Telephone: (301) 251-2801

Facsimle: (301) 251-1260

Attn: Dr. John C. Landon

with a copy to:

Duane Morris LLP

1667 K Street N.W.

Suite 700

Washington, D.C. 20006

Telephone: (202) 776-7864

Facsimile: (202) 776-7801

Attn: Andrew E. Mishkin, Esq.

(b) if the Buyer,

VDX, Inc.

974 Silver Beach Rd.

Belgium, Wisconsin 53004

Telephone: (262) 285-3810

Facsimile: (262) 285-3859

Attn: Monte Tobin


6.6 Binding Nature of Agreement.  This Agreement shall be binding upon and inure to the benefit of the parties hereto and their respective heirs, personal representatives, successors and assigns.

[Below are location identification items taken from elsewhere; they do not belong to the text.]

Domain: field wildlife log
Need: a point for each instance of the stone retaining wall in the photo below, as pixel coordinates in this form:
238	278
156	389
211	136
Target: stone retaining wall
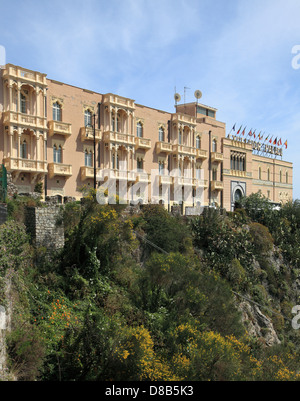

6.7 Controlling Law. The Agreement and all questions relating to its validity,

interpretation, performance and enforcement (including without limitation, provisions

concerning limitations of actions), shall be governed by and construed in accordance with the laws of Delaware, other than the choice of law provisions thereof, and without the aid of any canon, custom or rule of law requiring construction against the prevailing party.

6.8 Exhibits and Schedules. All exhibits and schedules attached hereto are hereby

incorporated by reference into, and made a part of  this Agreement.

6.9 Counterparts. This Agreement may be executed in any number of counterparts,

each of which shall be deemed to be an original as against any party whose signature appears thereon, and all of which shall together constitute one and the same instrument. This Agreement shall become binding when one or more counterparts hereof, individually or taken together, shall bear the signature of all the parties reflected hereon as the signatories.

6.10 Entire Agreement; Amendment. This Agreement contains the entire understanding between the parties hereto and with respect to the subject matter hereof, and

supersedes all prior and contemporaneous agreements and understandings, inducements or conditions, express or implied, oral or written, with respect to such subject matter, except as herein combined. This Agreement may not be modified or amended, and any provision hereof may not be waived, other than by an agreement in  writing signed by the Buyer and the Seller.

The Confidentiality Agreement dated February 16, 2005 between the Seller and Buyer shall remain in full force and effect.

6.1 1 Section Headings. The section headings in this Agreement are for convenience only, and form no part of this Agreement and shall not affect its interpretation.

6.12 Compliance with the Law. The Parties agree to comply with all laws, rules, or regulations applicable to their performance under this Agreement.


IN WITNESS WHEREOF, the parties hereto have duly executed this Agreement as of the date first written above.